The first International Transgender Day of Visibility was recognized in 2009 as a way to raise awareness about discrimination that trans/gender diverse people experience and to showcase the accomplishments and beauty of trans/gender diverse folks.
Recent news highlights the difficulties and discrimination trans and gender diverse humans experience every day:
- Texas declaring parents who provide gender-affirming care to their children are committing child abuse.
- A slate of proposed bills that prohibits schools from discussing sexual orientation or gender identity.
- Attempts to prevent trans youth from participating in sports or even safely using a bathroom.
- Regular reports of the murder of transgender women (especially trans women of color), and much more.

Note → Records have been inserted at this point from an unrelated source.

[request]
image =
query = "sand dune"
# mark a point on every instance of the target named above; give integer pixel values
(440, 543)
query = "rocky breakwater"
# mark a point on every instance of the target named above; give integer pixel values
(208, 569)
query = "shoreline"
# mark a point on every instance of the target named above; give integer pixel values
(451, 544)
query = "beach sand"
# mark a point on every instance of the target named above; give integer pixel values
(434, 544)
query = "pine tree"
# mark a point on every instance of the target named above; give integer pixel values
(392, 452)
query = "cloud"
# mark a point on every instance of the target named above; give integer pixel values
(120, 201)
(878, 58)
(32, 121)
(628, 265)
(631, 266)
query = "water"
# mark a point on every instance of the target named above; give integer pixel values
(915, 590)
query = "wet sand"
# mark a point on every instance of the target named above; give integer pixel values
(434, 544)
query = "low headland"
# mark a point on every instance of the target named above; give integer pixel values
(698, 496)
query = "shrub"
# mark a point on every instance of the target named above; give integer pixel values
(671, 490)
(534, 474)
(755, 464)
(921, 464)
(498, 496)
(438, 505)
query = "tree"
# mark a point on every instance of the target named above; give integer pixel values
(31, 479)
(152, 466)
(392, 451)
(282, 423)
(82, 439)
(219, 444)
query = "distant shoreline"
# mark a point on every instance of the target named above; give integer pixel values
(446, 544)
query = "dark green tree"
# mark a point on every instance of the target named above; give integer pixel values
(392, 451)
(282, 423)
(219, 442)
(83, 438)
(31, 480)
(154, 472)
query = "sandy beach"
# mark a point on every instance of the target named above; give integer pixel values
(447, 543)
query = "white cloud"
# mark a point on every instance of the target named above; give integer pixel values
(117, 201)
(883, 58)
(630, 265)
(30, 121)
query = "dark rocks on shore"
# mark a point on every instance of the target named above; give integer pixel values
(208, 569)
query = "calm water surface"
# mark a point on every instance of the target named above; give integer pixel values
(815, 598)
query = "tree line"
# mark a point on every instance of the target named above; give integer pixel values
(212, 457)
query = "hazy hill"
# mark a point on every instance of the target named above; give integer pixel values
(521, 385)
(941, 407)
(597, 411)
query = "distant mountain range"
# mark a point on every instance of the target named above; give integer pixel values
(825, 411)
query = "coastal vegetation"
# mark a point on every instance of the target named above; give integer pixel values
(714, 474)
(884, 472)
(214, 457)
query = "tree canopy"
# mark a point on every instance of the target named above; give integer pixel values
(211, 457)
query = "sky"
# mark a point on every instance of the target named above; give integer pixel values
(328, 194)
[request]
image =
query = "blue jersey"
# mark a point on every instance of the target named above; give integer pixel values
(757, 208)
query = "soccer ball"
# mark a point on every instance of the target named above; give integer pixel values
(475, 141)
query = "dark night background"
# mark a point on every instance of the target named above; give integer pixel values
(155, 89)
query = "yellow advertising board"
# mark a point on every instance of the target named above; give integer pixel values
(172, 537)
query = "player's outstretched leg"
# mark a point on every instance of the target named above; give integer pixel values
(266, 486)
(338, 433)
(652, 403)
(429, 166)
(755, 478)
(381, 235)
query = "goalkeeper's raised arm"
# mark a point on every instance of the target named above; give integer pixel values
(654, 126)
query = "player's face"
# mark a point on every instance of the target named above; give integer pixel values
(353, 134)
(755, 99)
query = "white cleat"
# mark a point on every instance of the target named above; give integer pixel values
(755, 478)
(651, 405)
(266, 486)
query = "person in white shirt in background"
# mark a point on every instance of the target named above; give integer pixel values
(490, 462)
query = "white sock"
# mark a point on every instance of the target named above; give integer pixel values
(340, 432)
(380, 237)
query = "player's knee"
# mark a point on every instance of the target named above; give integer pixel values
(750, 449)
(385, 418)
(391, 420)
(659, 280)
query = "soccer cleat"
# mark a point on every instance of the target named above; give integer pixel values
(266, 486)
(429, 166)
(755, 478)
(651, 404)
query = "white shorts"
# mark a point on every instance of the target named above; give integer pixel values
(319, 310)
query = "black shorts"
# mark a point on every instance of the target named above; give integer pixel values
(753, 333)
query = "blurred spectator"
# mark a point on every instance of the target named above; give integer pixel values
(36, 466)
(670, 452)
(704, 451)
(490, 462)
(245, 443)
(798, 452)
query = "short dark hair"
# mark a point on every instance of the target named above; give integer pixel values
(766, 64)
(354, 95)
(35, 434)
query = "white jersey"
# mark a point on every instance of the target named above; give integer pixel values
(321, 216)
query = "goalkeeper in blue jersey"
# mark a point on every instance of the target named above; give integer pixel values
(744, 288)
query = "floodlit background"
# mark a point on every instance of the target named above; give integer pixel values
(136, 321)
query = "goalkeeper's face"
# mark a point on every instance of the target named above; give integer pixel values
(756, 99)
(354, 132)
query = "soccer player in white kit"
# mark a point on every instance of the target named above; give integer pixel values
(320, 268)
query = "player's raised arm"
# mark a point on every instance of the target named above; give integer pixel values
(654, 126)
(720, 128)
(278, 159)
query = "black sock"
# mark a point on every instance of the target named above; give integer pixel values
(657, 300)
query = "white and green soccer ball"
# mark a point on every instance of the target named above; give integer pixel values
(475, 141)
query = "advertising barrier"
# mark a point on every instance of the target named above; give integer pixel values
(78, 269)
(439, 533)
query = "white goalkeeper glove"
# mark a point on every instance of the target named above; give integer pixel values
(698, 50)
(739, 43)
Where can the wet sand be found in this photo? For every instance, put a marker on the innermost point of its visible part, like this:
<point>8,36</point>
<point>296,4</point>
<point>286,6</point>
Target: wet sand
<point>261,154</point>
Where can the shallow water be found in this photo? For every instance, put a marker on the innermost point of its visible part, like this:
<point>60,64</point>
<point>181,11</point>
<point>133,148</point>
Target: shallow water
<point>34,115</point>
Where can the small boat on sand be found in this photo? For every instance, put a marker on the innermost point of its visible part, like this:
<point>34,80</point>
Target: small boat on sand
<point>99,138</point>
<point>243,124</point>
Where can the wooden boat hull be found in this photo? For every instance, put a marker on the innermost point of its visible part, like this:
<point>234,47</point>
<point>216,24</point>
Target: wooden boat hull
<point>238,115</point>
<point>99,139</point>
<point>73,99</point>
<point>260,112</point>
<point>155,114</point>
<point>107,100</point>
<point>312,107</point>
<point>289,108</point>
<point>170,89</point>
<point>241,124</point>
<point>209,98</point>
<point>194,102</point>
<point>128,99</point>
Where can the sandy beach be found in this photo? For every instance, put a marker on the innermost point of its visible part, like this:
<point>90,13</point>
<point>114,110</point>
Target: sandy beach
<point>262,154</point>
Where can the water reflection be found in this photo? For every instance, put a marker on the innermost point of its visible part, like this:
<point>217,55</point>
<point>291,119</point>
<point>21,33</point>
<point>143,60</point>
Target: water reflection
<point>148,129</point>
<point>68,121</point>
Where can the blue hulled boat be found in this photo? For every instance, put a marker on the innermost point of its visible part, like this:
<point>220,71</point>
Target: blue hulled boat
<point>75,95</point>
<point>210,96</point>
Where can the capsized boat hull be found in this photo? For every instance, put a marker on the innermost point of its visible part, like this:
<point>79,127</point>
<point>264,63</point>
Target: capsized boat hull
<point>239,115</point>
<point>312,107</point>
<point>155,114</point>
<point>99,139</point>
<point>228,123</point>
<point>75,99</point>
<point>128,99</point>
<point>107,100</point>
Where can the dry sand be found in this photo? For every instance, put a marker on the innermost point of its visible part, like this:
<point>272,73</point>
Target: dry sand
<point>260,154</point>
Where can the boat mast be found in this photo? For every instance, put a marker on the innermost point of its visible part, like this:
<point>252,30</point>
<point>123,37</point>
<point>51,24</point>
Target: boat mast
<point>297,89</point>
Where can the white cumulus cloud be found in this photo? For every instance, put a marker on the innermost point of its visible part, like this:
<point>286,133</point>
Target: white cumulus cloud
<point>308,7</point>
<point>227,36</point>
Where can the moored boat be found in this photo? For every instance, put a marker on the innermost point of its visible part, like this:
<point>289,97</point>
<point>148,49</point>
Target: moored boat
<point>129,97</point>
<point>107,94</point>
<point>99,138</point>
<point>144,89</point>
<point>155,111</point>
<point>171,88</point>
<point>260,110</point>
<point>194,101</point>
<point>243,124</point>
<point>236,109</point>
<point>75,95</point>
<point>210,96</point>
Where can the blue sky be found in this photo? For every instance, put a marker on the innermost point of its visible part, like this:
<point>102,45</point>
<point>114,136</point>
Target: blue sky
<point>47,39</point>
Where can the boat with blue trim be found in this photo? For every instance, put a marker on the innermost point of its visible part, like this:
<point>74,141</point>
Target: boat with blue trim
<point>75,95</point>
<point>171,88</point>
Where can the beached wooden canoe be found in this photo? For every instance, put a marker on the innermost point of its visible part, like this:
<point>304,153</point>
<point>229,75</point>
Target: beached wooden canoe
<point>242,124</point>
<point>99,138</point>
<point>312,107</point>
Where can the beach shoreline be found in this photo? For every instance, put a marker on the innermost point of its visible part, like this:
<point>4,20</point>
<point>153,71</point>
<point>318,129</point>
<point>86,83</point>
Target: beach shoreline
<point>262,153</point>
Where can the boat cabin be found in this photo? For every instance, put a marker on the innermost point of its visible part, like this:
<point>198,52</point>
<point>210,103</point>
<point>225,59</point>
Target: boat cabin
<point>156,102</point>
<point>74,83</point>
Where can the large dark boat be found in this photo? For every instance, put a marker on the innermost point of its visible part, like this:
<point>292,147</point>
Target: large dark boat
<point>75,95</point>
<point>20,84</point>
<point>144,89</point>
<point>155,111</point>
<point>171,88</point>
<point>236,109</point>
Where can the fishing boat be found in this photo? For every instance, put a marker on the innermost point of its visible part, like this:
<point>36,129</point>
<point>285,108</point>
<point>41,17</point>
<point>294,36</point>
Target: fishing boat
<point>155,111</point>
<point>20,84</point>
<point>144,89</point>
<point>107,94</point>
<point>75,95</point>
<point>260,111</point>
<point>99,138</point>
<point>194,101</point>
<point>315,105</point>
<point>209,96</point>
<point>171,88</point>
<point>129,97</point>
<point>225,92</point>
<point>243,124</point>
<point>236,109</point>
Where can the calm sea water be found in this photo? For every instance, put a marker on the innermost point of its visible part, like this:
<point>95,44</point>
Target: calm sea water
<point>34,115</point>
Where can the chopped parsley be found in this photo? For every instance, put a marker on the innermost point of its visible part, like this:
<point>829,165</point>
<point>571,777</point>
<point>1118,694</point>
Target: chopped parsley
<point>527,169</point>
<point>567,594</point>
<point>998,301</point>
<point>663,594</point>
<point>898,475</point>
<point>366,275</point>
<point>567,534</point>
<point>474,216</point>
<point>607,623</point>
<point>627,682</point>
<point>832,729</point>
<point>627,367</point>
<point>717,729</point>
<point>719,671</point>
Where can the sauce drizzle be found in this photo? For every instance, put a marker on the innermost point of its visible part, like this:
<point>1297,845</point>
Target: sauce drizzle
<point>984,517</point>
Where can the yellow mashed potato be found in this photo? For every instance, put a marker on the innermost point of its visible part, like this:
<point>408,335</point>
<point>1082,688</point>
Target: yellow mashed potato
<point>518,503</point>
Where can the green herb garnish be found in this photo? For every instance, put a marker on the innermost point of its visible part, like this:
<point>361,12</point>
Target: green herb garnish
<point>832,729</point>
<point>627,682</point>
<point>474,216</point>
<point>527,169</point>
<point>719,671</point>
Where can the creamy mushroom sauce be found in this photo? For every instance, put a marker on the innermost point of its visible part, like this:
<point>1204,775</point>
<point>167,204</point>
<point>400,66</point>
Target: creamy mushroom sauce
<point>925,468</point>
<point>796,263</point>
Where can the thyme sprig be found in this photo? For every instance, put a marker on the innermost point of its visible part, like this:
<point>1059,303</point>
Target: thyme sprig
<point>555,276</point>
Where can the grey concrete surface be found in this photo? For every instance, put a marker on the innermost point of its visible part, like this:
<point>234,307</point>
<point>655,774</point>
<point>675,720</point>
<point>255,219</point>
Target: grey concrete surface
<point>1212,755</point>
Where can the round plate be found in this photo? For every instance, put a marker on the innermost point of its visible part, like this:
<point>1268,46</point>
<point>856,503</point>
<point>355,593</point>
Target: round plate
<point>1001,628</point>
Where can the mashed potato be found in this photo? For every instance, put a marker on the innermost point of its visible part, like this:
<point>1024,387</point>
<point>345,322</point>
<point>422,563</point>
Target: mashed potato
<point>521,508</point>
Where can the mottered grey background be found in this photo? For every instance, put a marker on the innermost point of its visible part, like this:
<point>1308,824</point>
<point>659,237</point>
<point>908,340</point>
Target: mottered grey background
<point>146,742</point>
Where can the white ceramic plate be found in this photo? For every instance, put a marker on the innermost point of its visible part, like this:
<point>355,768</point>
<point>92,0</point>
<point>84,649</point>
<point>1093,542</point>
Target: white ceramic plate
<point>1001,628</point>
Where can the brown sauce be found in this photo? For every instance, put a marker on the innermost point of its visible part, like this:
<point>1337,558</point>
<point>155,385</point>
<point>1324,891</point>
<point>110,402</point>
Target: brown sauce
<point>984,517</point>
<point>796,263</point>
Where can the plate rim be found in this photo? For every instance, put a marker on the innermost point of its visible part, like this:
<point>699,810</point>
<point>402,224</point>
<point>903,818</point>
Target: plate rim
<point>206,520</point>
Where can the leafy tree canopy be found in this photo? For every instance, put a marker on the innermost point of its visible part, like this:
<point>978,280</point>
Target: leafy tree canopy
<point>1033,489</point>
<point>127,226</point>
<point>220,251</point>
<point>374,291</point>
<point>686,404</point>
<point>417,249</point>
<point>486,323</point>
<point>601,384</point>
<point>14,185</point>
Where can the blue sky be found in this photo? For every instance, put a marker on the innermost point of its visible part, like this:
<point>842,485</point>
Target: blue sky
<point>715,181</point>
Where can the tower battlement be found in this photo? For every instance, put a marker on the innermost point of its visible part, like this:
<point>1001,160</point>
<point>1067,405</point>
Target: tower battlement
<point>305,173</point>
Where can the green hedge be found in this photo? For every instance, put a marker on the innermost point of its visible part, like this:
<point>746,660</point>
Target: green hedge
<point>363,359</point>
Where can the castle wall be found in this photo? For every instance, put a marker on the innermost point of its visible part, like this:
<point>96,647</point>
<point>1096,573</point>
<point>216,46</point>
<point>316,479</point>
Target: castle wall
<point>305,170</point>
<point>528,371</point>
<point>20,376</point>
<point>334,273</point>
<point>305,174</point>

All of this makes honoring Transgender Day of Visibility incredibly important. It is an opportunity to reflect on the joy and beauty of being transgender/gender-diverse, to celebrate and uphold notable transgender/gender-diverse humans in our culture, and to reflect on the richness that transgender/gender diverse people bring to our world simply by living authentically as themselves.
Ways you can honor TDOV:
- Learn more about the OHSU Transgender Health Program and its Doernbecher Gender Clinic.
- Read a book written by a trans/gender-diverse author. Here’s a list of youth and young adult books with trans characters curated by the Multnomah County Library Online Teen Council.
- Follow trans/gender diverse celebrities/influencers on social media.
- Attend a youth trans/gender-nonconforming/two spirit art reception at the Q Center on March 31, 2022.
- Donate to an organization supporting the trans/gender-diverse community; some ideas include:
- Listen to a playlist of trans/gender-diverse musicians such as this one on Spotify.
- Watch a movie or show with trans/gender-diverse actors and/or themes. Here’s a list to get you started, but there are lots of lists out there if you Google it.
- Attend the next THP Grand Rounds on April 27, 2022, noon to 1 p.m.: Celebrating Intersectional Identities: Community Perspectives on Race, Gender and Ability.